Both diseases could be repaired with a single genetic snip. The idea is to use CRISPR to knock out a certain section of DNA and flip on a switch to produce a fetal type of hemoglobin that’s usually shut off after birth. This would give patients enough healthy hemoglobin to wipe out any symptoms of disease.

Researchers like Cynthia Dunbar at the National Institutes of Health are testing this approach in the blood-forming stem cells found in bone marrow. These cells are extracted from monkeys, altered with CRISPR in a lab, and then infused back into the monkeys’ marrow to grow and make new, healthy blood cells.

Raising the level

For a treatment to be effective, a certain percentage of cells need to get edited. In the monkeys she’s studying, Dunbar says, things look good initially, but after three to four months, only about 5 percent of cells have the necessary edit.

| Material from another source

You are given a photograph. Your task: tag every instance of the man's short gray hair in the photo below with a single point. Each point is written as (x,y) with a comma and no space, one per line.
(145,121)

To alleviate sickle-cell, “you’d probably need something approaching 20 percent,” she says. Hans-Peter Kiem at the Fred Hutchinson Cancer Research Center is also working on the problem of sickle-cell in monkeys. His team was able to extract a certain type of stem cells from monkeys’ blood, modify the cells with CRISPR, and put them back into the animals.

The editing rate was 40 percent, and the effects lasted for more than six months. “Since monkeys are so similar to humans, I don’t think there’s going to be a huge challenge in translating this work to humans,” Kiem says. “We use the same technology as we would use in patients.” One concern with CRISPR has been the possibility that it will make accidental cuts to other parts of the genome that aren’t being targeted.

Kiem says he hasn’t yet seen any of these so-called off-target effects in monkeys, but his team is sequencing the genomes of the CRISPR-treated monkeys to make sure. The biotech firm CRISPR Therapeutics is using a similar approach in a clinical trial for beta thalassemia that’s slated to begin this year in Europe. The company says it also plans to ask regulators to green-light a study on treating sickle-cell disease in people.

Editing the eye

Editas Medicine, meanwhile, is using monkeys to test its CRISPR-based therapy for a kind of inherited blindness.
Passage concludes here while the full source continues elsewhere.